58 bar steep fall 29.69 1mph S dewpoint 34 Spring
Waning Crescent Moon of Winds
“Anger, if not restrained, is frequently more hurtful to us than the injury that provokes it.” – Lucius Annaeus Seneca
I’ve had two instances of this this week and I seem to have trouble learning the lesson. On Wednesday AM Heather, who manages the corral in the museum’s lobby, demanded my presence and Grace Googins. We were needed immediately, at 9:50 AM, to greet our 10:00 tours. When we showed up a bit later than she liked, she was rude and insistent that “a memo had gone out.” Later, I confronted her, told her I did not like her attitude. She had an attitude and her facts were wrong. Our tour group, it turned out, didn’t show up until 10:10 AM. She apologized later, but I was still angry. My reaction to her injured me, a lesson I recognize from years of being angry at my father. Still, not a lesson I’ve learned. Such confrontations weigh on me. I need to learn a new style.
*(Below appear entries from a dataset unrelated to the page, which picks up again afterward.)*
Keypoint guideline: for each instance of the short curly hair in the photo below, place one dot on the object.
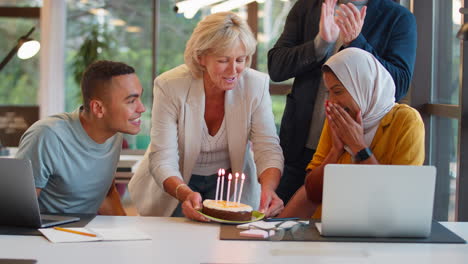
(216, 34)
(95, 77)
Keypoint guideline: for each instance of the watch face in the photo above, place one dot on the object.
(363, 154)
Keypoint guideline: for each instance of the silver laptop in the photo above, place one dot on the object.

This morning I had a chance to indicate I’d learned a lesson. Michelle Byfield-Stead was the lead docent for a tour I had agreed to do as a sub for Careen Heegard. This was the third time I had Michelle as a lead docent. Each time she has called at the last minute, last night it was late in the evening, and had this excuse or another. I have never had a tour with her where she was prompt. This is disrespectful and downright annoying.
So, I could have gone in this morning and assertively explained to her my problem. Instead, I only saw her in a group and I was rude. Again, not a positive response. I was downright passive aggressive. Geez. I know better than this, but somehow, every once in a while, especially if I’m really irked, I act out. Not always, but sometimes.
Still niggling at me even now. Sigh. I expect better of myself, but like Paul, find myself doing those I would not do and not doing those things I would.